Weak illumination image enhancement technology has recently become an important research topic. When the shooting environment is dark, the image’s brightness and contrast will be affected, and the color will be distorted, which will affect intuitive visual effects and subsequent detections of image enhancement [1,2,3]. To enhance the low-light image, in that early stage, people performed a lot of research on histogram equalization [4,5]. The method in literature [6] is inspired by the dark channel prior defogging theory [7], and it is found that the visual effect and histogram of low illumination images after inversion are highly similar to those of fogged images. Based on this observation, literature [6] applied the defogging algorithm to the inverted weak illumination image and flipped it again to obtain the enhanced weak illumination image. Land put forward the theory of the retina cortex [8,9,10] (Retinal Cortex Theory, Retinex). With the development of research, machine learning methods can be applied. The combination of Retinex theory and CNNs further improves the effect of image enhancement [11,12,13]. However, after the Decom-Net extracts the reflection parts, the noise level will be affected by the light intensity, which makes the dark area’s noise too high, causing the noise and color deviation of the low illumination enhanced result of Retinex-Net. Therefore, this paper put forward a modified algorithm based on Retinex-Net to ameliorate the effect of the enhanced image.

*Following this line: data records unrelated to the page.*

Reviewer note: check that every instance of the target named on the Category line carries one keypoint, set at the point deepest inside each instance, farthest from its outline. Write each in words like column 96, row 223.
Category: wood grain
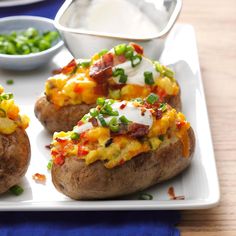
column 215, row 25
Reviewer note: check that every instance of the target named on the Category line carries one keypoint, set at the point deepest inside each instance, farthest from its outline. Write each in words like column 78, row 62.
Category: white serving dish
column 199, row 183
column 33, row 60
column 84, row 43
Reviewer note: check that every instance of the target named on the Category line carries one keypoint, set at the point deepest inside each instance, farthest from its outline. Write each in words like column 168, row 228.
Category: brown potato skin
column 79, row 181
column 64, row 118
column 14, row 158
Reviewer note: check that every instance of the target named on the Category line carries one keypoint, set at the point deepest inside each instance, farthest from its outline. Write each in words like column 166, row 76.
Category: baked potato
column 121, row 148
column 14, row 143
column 122, row 73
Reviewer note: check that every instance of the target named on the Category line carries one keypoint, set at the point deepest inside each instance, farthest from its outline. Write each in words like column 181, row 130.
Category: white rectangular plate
column 198, row 184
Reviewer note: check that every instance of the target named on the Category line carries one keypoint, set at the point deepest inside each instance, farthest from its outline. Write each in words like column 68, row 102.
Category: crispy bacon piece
column 172, row 196
column 69, row 68
column 137, row 130
column 102, row 70
column 137, row 48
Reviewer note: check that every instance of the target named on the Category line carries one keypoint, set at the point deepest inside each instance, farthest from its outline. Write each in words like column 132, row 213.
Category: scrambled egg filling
column 97, row 143
column 10, row 118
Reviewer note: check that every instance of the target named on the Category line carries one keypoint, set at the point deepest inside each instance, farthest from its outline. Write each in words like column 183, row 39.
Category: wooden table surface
column 215, row 25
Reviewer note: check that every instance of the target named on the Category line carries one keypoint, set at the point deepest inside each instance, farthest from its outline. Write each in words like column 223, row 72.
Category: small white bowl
column 33, row 60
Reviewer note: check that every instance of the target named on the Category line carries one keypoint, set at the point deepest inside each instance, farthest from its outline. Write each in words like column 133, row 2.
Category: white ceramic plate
column 199, row 183
column 10, row 3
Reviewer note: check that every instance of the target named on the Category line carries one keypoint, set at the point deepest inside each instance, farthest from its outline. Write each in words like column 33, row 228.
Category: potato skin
column 79, row 181
column 64, row 118
column 14, row 158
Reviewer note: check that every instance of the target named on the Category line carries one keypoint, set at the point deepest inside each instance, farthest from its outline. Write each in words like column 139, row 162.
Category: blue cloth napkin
column 46, row 8
column 122, row 223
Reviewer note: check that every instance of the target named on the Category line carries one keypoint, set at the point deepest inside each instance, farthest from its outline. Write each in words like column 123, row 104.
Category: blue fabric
column 122, row 223
column 47, row 8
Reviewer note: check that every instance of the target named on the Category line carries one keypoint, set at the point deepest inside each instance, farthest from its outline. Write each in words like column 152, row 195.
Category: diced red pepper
column 137, row 48
column 80, row 123
column 78, row 89
column 39, row 177
column 59, row 160
column 82, row 151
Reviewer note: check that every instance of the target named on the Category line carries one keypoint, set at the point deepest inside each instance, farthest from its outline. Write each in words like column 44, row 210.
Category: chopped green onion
column 159, row 67
column 10, row 81
column 152, row 98
column 2, row 113
column 6, row 96
column 100, row 101
column 129, row 52
column 113, row 125
column 120, row 49
column 74, row 136
column 136, row 60
column 169, row 73
column 16, row 190
column 101, row 53
column 115, row 94
column 145, row 196
column 102, row 120
column 123, row 79
column 85, row 63
column 124, row 120
column 163, row 107
column 148, row 78
column 93, row 112
column 118, row 71
column 49, row 165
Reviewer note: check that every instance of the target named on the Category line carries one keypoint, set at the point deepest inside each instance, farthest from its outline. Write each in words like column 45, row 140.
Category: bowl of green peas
column 27, row 42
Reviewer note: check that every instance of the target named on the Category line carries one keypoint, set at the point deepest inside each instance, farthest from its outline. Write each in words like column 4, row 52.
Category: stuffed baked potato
column 119, row 148
column 122, row 73
column 14, row 143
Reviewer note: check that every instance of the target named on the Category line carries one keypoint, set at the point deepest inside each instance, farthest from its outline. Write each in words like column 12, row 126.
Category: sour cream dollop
column 129, row 110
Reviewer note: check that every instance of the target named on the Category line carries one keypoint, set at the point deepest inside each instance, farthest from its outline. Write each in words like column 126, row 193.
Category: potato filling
column 10, row 117
column 117, row 74
column 114, row 138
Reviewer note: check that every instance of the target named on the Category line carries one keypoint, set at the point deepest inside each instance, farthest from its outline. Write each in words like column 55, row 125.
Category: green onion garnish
column 101, row 53
column 113, row 125
column 2, row 113
column 16, row 190
column 115, row 94
column 120, row 49
column 159, row 67
column 100, row 101
column 124, row 120
column 129, row 52
column 102, row 120
column 123, row 79
column 118, row 71
column 145, row 196
column 6, row 96
column 152, row 98
column 74, row 136
column 163, row 107
column 10, row 81
column 136, row 60
column 49, row 165
column 85, row 63
column 148, row 78
column 169, row 73
column 93, row 112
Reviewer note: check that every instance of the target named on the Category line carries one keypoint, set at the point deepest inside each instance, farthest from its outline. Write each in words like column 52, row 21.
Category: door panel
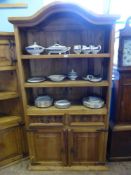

2. Retinex Image Enhancement Algorithm

At first, the gray value of the low illumination image’s dark area is changed by histogram equalization and gamma correction to increase the image brightness [14]. However, these methods only consider the image’s global information, ignoring the details. The Retinex theory is based on color consistency, which can decompose the color image into a reflection part and an illumination part. As shown in Formula (1):

$$S=R\circ I$$

(1)

where $\circ$ denotes a pixel-by-pixel multiplication operation. $S$ denotes a color image, in which the illumination of each region is different. $R$ denotes a reflection part, which is an inherent physical property of an object, and the true color of the object is independent of the luminance. $I$ denotes the illumination part, which reflects the degree of exposure of the photographic object.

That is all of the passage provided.